Wagner takes a step-by-step approach and first examines ANE concepts of the human body as depicted in material images (drawings, statues) and verbal images (2). Over fifty illustrations from the ANE helpfully accompany his descriptions. Across cultures (Egypt, Syria-Palestine, Assyria, Babylonia, and Persia) and centuries, a striking pattern emerges: material images are concerned only with certain primary body parts (head, eye, nose, mouth, neck, shoulder, torso, arm, hand, legs, and feet) (48); the functional meaning of body parts is more important than accurate visual representation (83–84); and images are conventional—people are usually portrayed in the same position (bodies and eyes in front view, head in profile) without individual markers—and thus relatable to the viewer (85). It is not until the spread of Greek culture that images of the human body begin to include more detail and contouring (52–53). Similarly, ANE verbal images are concerned with the function of the body part, rather than an anatomical description (83).
Wagner further explores the meaning of primary (based on the frequency of occurrence) body parts in the biblical text. He synthesizes the various aspects in which the body parts are used—whether as “specific corporeal concepts,” for “gesture and facial expression,” or “functional” (action-oriented)—to form a wholistic understanding of the way(s) in which the ancient Israelites in particular understood and described the body (95).
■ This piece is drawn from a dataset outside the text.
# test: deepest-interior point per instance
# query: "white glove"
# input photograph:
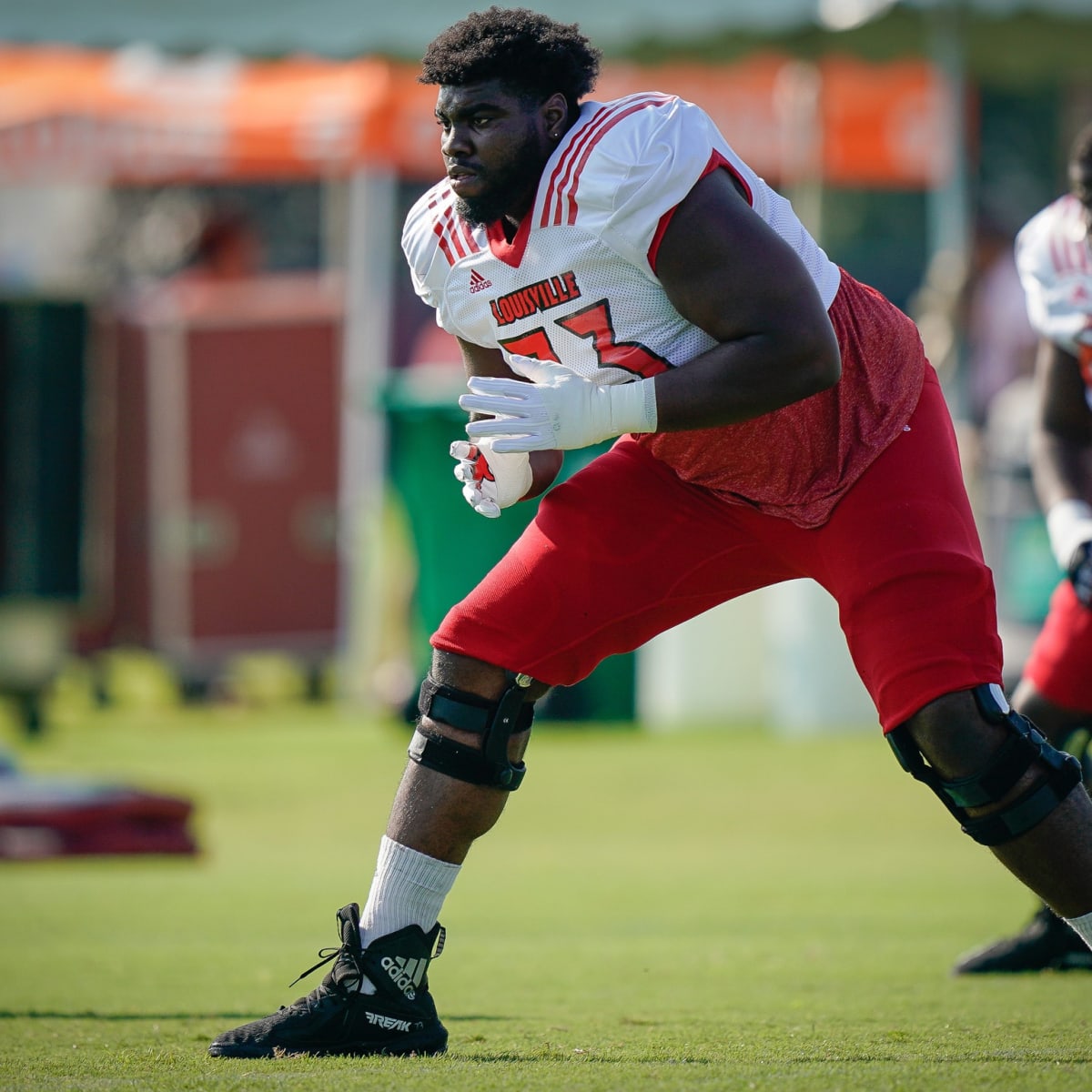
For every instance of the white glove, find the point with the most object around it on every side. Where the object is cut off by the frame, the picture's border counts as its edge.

Based on his analysis, he concludes that “two areas . . . are central to Old Testament anthropology: communication and action” (115).
Having narrowed the field from the ANE context to the biblical context, Wagner then applies the “synthetic spectrum of meaning” (95) of the various body parts to texts referring to corporeal aspects of God. Importantly, he notes that certain body parts used in reference to the human body are never used in relation to God (118). Those which are used reflect a specific understanding of God as a God who both communicates and acts (134). Although these are features shared with humanity, as noted previously, God’s ability to communicate and act is described as being fundamentally superior to that of humans.
As Wagner notes, “these characteristics show that the Old Testament God is not a distant, unworldly God; instead a God who communicates with mankind and acts in the world . . . However, God’s ability to act and communicate goes far beyond man’s; it is divine and not human” (137). The similarities between God and mankind are presented most forcefully in the creation narrative of Genesis 1; yet this passage also places God and man in the positions of creator/superior and creation/subordinate respectively (156–57). Wagner argues that the anthropomorphic descriptions of God in the biblical text present a unique and highly nuanced deity who stands in contrast to many of the portrayals of divinity in the surrounding ANE context (161–63).
God’s Body presents an important introduction to the discussion of the body in the Bible and the ANE. Further research on God’s body which included texts using comparative language (“as” or “like”) and ascribed roles, both of which are specifically excluded from Wagner’s research, would be beneficial, particularly with regard to texts which draw similarities between God and a specific gender (i.e., where God is portrayed as engaging in a paternal, maternal, or husbandly role) or animal (i.e., lion, eagle).
Naturally, such a study would extend beyond a strict discussion of “body,” but Wagner’s work has laid the groundwork for an approach which, when applied to these other texts, would further illuminate the biblical understanding of God. Another avenue for further study would be the examination of biblical language of the body as it relates to humans only: for example, how does the spectrum of meaning of various body parts change with regard to gender (i.e., his arms vs. her arms)? Certainly, Wagner’s book opens numerous opportunities for future research.
Sarah Gane Burton is an Independent Scholar residing in Collegedale, Tennessee.